Which is why nobody would vote for it and there is yet to be a city that operates under these principles. When people come together to form settlements, even when they are very liberty-obsessed, they establish rules, regulations and cooperative agreements that reduce their transaction costs to everyone’s mutual benefit. The more O’Toole spoke, the more absurd he sounded.

That’s before we get into the myriad of contradictions in his rhetoric. We shouldn’t plan, but we should plan for driverless cars. We shouldn’t be running the city by focusing on the city’s revenues, but we should run the city like a business. We should respect individual liberty and not be coercive unless it is him on his road and then it was okay for him to coerce his own neighbors into paying to fix it. The city shouldn’t try and do anything but it should have lobbyists at the state capital. I see this as him struggling to apply dogma to the real world. It doesn’t work.

Be afraid. Be very afraid.

Be afraid. Be very afraid.

One other lingering feeling I have that has grown the further I get from our closing statements is that O’Toole is kind of mean. I was predisposed to like him – that’s kind of my nature, sorry to disappoint all of you that wanted me to be a hater – and so I gave him the benefit of the doubt when his opening slideshow included a picture of a house in flames while he ranted about the government destroying people’s lives. I’ve had my share of flamboyant rhetoric over the years, after all. Yet, as things went on, it was clear that he was going to take every opportunity to simply scare people, even when he knew better.

We’re not in Portland. We’re not in San Francisco. This was Lafayette, Louisiana, a fairly conservative place in a rather conservative part of the country. These people should be working together, not living in fear that a (rather weak and broadly unimaginative) comprehensive plan will give their local leaders – people who are literally their neighbors – the power to torch their house. He knows better, and I thought his repeatedly resorting to the flaming rhetoric was a huge disservice to not just the conversation but the people of Lafayette who were listening.

Maybe I’m naïve, but I expected more from him.

I thought he made a fair point when he got up in his rebuttal and said that cities should not be run for their own financial gain. He cited Kelo versus New London, an example that I agree was as repugnant as it was ridiculous. I acknowledged he was right during the Q&A. Yet, when he later claimed Lafayette should be running the city like a business, figuring out what things cost and then charging that, I thought we found a breakthrough. After all, this is exactly what Joe Minicozzi, Josh McCarty and I have been working with the city to do.

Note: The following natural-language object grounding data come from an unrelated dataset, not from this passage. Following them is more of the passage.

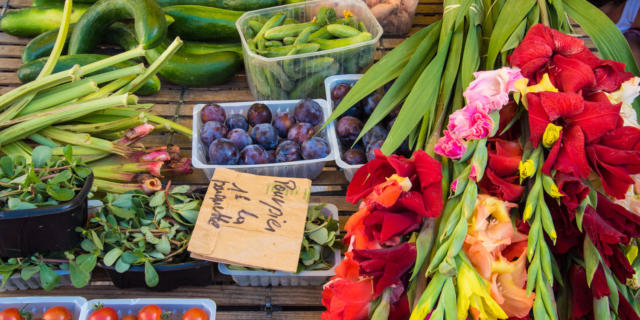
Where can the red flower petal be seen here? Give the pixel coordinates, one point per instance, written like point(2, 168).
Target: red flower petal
point(429, 172)
point(572, 75)
point(572, 158)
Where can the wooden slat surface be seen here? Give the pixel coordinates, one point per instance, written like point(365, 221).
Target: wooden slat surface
point(176, 103)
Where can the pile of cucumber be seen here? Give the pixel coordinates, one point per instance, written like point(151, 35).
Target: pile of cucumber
point(212, 55)
point(282, 39)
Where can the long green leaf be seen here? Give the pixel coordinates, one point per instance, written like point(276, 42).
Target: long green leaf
point(402, 86)
point(511, 15)
point(385, 70)
point(422, 100)
point(608, 39)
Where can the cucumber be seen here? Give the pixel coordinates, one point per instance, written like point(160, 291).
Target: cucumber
point(30, 22)
point(184, 67)
point(203, 23)
point(42, 45)
point(289, 30)
point(48, 3)
point(239, 5)
point(149, 22)
point(29, 71)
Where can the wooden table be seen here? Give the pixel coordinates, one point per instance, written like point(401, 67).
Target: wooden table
point(176, 103)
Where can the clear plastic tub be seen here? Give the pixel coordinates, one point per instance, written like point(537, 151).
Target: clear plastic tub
point(279, 278)
point(38, 305)
point(395, 16)
point(15, 282)
point(301, 76)
point(348, 169)
point(177, 307)
point(309, 169)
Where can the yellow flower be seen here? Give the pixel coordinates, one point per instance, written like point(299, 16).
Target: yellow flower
point(527, 169)
point(474, 297)
point(551, 135)
point(544, 85)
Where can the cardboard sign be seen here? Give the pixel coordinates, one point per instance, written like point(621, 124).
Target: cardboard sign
point(251, 220)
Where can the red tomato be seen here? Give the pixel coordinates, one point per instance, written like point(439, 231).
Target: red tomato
point(105, 313)
point(10, 314)
point(195, 314)
point(151, 312)
point(57, 313)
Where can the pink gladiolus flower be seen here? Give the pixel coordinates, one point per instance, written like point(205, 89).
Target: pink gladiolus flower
point(450, 146)
point(470, 122)
point(491, 88)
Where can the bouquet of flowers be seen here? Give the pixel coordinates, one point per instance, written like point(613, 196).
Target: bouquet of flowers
point(540, 212)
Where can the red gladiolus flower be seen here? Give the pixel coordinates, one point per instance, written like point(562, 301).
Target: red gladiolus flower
point(614, 157)
point(347, 299)
point(501, 177)
point(386, 266)
point(534, 56)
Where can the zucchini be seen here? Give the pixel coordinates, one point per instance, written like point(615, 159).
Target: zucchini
point(149, 22)
point(239, 5)
point(30, 22)
point(184, 67)
point(29, 71)
point(42, 45)
point(202, 23)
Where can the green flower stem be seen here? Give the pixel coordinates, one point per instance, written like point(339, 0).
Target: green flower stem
point(110, 126)
point(84, 139)
point(37, 122)
point(43, 102)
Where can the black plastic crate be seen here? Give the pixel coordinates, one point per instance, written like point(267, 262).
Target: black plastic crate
point(197, 273)
point(48, 229)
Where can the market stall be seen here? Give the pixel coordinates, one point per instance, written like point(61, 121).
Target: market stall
point(481, 163)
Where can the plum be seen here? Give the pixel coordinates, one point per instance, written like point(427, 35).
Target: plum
point(213, 112)
point(308, 111)
point(258, 113)
point(339, 92)
point(354, 156)
point(315, 148)
point(271, 156)
point(265, 135)
point(237, 121)
point(212, 130)
point(300, 132)
point(376, 133)
point(348, 129)
point(240, 137)
point(254, 154)
point(371, 147)
point(283, 122)
point(288, 151)
point(370, 103)
point(223, 152)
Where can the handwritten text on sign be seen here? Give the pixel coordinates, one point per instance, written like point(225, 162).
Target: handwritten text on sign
point(250, 220)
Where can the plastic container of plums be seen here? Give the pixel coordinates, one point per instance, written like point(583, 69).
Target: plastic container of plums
point(350, 157)
point(285, 157)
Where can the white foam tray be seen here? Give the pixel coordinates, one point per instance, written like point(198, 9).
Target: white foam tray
point(309, 169)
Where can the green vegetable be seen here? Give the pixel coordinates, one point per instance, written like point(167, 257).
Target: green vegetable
point(321, 238)
point(291, 30)
point(342, 31)
point(134, 229)
point(239, 5)
point(193, 66)
point(326, 16)
point(203, 23)
point(149, 21)
point(30, 22)
point(29, 71)
point(338, 43)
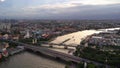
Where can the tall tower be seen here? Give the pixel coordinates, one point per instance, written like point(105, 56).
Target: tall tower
point(27, 34)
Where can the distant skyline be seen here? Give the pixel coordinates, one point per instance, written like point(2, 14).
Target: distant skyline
point(60, 9)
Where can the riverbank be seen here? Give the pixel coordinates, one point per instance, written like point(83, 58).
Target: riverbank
point(10, 52)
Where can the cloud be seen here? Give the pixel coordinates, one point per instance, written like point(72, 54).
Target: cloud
point(71, 9)
point(74, 11)
point(95, 2)
point(2, 0)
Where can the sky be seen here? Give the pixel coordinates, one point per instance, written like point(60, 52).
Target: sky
point(60, 9)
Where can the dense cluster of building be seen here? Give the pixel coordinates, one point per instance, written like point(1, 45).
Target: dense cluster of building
point(106, 38)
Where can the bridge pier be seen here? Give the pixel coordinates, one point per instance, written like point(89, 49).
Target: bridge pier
point(65, 47)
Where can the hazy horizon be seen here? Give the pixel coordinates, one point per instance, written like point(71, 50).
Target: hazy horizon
point(60, 9)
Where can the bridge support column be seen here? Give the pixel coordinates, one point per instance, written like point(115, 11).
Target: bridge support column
point(51, 46)
point(65, 47)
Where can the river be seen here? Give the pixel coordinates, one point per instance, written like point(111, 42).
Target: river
point(30, 60)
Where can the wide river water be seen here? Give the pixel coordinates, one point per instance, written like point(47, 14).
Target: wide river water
point(30, 60)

Ask Joe who he thinks won the debate.

Ask Joe who he thinks won the debate.

When I called him on it, I saw him show a little bit of panic and then he resorted to his flaming rhetoric. The opportunity passed. That is the moment I realized that we weren’t going to do anything in this conversation to help the people of Lafayette reach a better understanding of their situation. When we got to the lobbying dialog shortly after that, I tried again to get him to acknowledge that, given the rules and constraints the city operates with, the approach they were taking was the most prudent one open to them. He essentially advocated for nullification of state and federal law. It was absurd and I felt like we were wasting air at that point.

I’ve done enough public speaking and spoken in front of enough hostile audiences to be able to read a crowd fairly well. There were around a hundred people in attendance. Quite a few I did not have in my camp when we started, but that number was a lot smaller at the end. There was a lot of nodding, a lot of smiling and the body language was pretty clear.

Thank you to everyone who was so supportive. I know there were some complaints on the audio/video quality (dudes….we’re a non-profit with a web cam, not CNN) and a couple of you thought I lacked “killer instincts” (I probably do), but all-in-all it went well. I’m especially appreciative of the people in Lafayette who had enough faith in me to put me up there to represent them. That was humbling.

I’m grateful for the opportunity. Not sure I’d do it again, but I’m thankful I got the chance.